Somewhere in the melee, Guy Thomas appeared and was very kind to her. She told him everything she had observed. She said that they hadn’t worn gloves while handling the art, and he assured her they would get fingerprints from the frames, and the police uncrated everything they’d packed while the forensics team went to work.

The DGSE marksman assigned to her had saved her life. But there were still three of the kidnappers at large, one of them possibly badly injured.

“We’ll find them. We want to know if they’re the same men who kidnapped your husband and son,” he said, and she nodded. Guy had already advised Robert Richmond about what had happened.
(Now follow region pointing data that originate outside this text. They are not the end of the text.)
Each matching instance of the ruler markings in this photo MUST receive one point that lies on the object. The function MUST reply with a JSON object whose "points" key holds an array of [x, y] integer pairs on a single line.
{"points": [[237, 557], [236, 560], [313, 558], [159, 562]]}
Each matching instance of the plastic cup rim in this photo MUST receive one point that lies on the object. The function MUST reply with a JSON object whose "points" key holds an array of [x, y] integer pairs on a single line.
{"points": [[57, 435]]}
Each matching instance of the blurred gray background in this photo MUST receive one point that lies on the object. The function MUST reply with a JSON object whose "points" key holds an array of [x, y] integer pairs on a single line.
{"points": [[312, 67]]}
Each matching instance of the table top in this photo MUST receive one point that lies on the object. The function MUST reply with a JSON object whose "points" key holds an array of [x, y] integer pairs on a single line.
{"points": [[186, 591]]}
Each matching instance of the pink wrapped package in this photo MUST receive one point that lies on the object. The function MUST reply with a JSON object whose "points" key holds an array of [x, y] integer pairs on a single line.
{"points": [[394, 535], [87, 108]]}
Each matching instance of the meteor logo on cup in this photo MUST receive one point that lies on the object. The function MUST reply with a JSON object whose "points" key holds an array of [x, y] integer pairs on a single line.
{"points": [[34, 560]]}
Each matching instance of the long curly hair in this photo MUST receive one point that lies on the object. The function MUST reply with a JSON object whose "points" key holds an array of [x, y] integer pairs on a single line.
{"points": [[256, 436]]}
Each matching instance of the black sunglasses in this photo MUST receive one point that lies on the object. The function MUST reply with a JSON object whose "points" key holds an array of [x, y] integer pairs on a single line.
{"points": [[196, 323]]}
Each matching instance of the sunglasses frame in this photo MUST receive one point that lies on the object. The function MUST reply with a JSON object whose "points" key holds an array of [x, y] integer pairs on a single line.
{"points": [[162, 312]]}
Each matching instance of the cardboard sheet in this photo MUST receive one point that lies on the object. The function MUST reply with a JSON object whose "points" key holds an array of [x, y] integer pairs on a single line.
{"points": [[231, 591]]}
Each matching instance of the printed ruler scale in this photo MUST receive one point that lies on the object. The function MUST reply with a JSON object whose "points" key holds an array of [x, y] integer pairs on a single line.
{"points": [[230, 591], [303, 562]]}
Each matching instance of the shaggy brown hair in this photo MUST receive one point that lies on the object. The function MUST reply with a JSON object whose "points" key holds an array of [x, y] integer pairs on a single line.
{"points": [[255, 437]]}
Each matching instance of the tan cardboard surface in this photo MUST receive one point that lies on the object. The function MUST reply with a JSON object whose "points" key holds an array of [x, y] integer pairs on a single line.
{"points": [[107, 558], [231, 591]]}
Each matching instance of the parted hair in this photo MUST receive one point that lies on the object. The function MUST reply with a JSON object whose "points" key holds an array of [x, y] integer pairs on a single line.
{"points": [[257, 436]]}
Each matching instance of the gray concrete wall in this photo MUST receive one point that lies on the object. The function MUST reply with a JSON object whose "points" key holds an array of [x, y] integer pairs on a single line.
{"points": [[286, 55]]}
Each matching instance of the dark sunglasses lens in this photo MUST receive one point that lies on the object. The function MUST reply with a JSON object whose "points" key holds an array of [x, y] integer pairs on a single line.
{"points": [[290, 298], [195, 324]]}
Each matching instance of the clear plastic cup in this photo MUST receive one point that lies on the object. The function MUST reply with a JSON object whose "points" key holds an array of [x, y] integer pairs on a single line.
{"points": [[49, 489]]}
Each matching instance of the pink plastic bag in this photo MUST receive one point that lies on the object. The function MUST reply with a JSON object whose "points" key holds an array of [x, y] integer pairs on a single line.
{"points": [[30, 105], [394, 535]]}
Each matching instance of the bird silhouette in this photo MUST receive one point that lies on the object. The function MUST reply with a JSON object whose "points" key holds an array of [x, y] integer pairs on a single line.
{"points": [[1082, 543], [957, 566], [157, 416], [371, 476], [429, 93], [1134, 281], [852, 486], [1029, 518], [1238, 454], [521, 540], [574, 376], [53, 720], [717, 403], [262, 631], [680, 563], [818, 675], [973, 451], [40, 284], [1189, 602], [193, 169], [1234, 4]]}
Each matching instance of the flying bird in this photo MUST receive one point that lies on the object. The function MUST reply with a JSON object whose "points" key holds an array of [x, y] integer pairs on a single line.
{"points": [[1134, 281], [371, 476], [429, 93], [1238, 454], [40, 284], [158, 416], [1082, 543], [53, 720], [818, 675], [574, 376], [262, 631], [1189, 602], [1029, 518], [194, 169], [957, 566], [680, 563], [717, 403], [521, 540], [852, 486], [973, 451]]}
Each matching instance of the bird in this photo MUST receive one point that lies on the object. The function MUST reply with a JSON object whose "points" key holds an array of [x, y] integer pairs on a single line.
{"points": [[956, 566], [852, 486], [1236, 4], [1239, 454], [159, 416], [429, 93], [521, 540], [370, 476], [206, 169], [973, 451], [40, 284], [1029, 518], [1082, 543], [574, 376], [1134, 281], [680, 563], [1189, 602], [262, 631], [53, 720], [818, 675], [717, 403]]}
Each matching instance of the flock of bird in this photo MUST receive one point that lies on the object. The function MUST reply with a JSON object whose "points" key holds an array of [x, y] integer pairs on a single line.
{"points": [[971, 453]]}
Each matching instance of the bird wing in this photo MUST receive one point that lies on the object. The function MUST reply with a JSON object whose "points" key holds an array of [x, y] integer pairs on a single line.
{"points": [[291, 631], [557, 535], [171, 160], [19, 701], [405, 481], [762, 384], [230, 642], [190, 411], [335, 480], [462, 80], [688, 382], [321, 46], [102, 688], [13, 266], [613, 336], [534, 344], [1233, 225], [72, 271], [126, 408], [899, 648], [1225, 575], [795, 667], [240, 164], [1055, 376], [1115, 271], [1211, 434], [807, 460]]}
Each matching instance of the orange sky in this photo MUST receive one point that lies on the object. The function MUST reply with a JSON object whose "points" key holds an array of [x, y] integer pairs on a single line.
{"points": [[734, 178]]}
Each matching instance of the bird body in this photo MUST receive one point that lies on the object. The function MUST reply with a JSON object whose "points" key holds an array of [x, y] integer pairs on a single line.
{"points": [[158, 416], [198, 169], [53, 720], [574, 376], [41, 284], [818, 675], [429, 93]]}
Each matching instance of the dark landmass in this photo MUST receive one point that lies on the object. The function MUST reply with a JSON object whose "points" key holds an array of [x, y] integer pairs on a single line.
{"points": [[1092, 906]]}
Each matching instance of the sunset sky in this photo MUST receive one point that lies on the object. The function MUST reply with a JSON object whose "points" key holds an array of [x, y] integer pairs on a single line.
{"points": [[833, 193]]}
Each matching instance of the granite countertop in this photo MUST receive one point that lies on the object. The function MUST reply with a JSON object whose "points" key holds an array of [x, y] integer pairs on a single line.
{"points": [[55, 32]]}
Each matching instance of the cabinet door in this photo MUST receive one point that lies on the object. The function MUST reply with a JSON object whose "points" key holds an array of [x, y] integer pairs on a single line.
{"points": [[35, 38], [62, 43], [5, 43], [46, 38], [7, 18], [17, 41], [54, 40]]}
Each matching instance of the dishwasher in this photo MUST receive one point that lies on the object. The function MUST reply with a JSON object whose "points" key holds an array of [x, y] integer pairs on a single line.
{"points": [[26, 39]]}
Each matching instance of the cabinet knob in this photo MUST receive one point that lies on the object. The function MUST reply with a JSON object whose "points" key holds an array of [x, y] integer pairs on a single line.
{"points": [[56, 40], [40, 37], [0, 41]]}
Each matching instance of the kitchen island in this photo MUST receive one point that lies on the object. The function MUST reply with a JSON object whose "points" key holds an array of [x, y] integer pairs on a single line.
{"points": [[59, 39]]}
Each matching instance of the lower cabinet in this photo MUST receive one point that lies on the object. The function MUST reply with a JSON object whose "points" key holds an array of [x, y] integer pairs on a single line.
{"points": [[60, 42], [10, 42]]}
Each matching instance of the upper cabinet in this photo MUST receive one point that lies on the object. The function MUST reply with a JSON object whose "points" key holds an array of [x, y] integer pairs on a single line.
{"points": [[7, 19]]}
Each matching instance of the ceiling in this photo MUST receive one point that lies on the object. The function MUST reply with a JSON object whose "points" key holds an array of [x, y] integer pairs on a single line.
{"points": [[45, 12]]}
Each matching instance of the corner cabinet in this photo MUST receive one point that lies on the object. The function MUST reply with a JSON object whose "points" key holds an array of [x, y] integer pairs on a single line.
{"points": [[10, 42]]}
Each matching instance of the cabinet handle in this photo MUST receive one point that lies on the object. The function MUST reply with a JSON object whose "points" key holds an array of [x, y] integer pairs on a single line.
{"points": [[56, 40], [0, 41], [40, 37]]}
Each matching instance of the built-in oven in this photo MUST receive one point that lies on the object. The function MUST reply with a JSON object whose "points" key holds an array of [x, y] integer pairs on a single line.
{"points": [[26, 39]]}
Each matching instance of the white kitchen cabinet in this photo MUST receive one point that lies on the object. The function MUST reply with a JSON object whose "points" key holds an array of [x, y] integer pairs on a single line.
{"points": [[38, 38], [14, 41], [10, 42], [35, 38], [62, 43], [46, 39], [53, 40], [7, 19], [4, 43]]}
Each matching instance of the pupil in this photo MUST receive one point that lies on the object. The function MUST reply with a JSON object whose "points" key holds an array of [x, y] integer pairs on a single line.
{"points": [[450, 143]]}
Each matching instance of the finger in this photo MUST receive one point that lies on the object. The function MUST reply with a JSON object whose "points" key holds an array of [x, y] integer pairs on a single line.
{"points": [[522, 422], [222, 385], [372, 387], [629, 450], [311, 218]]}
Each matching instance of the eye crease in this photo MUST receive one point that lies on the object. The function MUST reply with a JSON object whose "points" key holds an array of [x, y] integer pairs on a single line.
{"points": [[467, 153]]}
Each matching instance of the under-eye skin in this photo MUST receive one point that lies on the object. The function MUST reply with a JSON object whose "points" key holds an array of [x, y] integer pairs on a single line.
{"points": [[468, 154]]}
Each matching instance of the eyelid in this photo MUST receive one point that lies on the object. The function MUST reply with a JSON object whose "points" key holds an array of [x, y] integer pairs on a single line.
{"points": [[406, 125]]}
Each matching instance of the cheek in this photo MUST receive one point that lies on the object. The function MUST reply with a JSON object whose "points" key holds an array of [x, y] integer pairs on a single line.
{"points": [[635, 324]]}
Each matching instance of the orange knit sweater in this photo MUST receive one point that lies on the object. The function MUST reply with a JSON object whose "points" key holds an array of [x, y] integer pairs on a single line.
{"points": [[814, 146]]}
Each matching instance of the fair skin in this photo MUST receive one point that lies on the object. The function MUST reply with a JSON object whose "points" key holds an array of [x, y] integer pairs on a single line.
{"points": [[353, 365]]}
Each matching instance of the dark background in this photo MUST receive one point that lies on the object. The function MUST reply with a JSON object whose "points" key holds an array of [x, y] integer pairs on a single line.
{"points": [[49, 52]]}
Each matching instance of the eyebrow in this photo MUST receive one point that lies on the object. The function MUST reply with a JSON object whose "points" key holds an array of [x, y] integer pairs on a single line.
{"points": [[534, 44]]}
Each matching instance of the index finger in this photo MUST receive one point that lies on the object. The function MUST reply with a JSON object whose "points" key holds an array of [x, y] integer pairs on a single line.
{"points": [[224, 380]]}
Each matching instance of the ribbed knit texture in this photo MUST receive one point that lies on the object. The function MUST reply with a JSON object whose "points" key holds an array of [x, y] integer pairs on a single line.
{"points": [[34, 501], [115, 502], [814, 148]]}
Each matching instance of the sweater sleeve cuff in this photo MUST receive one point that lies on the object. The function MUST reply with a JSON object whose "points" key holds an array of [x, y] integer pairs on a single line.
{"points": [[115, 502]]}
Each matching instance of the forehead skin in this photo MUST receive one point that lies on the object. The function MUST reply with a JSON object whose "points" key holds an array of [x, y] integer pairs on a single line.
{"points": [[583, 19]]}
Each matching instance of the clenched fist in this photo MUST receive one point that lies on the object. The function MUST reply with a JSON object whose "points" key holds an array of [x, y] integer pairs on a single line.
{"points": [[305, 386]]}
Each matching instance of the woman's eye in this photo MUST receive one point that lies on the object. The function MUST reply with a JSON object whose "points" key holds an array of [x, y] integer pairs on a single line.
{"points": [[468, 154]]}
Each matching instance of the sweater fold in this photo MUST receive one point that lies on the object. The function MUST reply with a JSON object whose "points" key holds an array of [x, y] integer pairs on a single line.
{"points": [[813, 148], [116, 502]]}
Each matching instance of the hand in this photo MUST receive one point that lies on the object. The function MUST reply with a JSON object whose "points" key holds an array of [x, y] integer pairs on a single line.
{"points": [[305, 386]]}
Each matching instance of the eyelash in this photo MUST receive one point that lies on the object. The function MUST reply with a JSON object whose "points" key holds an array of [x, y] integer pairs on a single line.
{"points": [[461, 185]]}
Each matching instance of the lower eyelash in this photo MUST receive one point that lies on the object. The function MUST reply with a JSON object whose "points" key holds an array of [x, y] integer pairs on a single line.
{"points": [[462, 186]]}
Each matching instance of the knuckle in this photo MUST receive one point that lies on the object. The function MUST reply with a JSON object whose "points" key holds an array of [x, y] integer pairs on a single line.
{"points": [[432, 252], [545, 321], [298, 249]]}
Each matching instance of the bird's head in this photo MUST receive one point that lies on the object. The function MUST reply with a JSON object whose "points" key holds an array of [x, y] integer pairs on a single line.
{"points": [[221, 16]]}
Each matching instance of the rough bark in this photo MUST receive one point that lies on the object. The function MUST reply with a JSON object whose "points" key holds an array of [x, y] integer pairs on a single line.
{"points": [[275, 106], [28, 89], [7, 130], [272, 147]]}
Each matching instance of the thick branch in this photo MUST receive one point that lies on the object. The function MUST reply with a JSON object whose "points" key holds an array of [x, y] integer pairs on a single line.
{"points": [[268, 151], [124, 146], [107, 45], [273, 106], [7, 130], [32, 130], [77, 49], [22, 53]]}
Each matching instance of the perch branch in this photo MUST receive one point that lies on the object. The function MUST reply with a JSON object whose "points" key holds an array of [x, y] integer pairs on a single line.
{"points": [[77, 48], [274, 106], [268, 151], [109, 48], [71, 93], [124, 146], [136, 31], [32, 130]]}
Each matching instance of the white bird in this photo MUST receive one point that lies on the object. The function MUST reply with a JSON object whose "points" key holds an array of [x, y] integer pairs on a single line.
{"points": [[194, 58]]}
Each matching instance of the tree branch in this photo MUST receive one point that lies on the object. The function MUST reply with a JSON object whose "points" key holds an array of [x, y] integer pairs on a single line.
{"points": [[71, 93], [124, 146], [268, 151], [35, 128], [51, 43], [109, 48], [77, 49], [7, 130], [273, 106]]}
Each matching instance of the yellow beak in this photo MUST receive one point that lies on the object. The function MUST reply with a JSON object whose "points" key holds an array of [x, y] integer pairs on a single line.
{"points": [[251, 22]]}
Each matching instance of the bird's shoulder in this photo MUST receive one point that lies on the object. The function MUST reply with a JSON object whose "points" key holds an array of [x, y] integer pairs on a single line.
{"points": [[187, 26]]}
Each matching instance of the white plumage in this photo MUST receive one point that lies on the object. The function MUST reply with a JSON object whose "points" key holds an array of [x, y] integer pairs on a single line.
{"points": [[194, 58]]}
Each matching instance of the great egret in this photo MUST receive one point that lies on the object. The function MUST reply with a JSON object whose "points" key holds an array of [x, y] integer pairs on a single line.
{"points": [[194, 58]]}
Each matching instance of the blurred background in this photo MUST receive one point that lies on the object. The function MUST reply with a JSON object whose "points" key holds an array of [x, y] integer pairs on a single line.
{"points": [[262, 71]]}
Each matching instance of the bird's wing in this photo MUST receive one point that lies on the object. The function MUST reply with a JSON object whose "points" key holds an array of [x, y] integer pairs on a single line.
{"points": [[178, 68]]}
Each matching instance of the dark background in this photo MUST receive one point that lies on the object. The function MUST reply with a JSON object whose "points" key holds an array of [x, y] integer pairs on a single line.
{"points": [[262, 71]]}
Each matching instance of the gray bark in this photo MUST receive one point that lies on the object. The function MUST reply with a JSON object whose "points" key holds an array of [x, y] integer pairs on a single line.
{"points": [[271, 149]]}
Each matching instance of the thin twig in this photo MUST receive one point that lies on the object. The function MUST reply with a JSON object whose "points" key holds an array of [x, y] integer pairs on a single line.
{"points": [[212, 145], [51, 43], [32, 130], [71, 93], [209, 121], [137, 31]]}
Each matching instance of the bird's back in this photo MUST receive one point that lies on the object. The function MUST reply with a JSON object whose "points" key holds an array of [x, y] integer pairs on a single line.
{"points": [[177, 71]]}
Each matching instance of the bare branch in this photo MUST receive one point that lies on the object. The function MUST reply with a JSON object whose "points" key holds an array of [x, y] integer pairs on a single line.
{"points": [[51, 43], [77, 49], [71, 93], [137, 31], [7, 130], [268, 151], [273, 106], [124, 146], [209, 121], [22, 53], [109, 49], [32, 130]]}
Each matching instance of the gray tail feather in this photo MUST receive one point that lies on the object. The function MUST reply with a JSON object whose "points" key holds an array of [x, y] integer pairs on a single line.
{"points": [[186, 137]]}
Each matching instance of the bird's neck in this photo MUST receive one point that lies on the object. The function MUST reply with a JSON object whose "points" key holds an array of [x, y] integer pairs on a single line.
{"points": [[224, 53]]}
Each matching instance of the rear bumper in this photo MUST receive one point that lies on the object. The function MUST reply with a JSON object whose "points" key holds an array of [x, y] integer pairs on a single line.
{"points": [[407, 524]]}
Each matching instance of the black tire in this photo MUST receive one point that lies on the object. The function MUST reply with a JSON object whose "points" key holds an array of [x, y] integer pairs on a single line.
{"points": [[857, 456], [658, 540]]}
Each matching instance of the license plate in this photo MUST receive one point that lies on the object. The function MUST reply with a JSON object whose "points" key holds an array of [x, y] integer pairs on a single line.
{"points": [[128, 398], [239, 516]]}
The British police and MI6 would be looking for them and for any information they could get from their informants all the way to Moscow.

Guy told her she could go home, and they would be in touch with her. He was going to provide four agents to protect her, until the remaining three kidnappers were caught, however long that took. As her own men drove her away, Guy called Mike Andrews in New York. It was three o’clock in Paris by then, nine a.m. in New York, and Mike had just gotten to his office and had his hands full with his own serious cases at the moment. The natives were restless these days, particularly in the drug world. They were waiting for a shipment to hit New York, via Bolivia, and Mike was determined to stop the activities of a particularly bad gang of Colombians he’d been trying to catch for two years.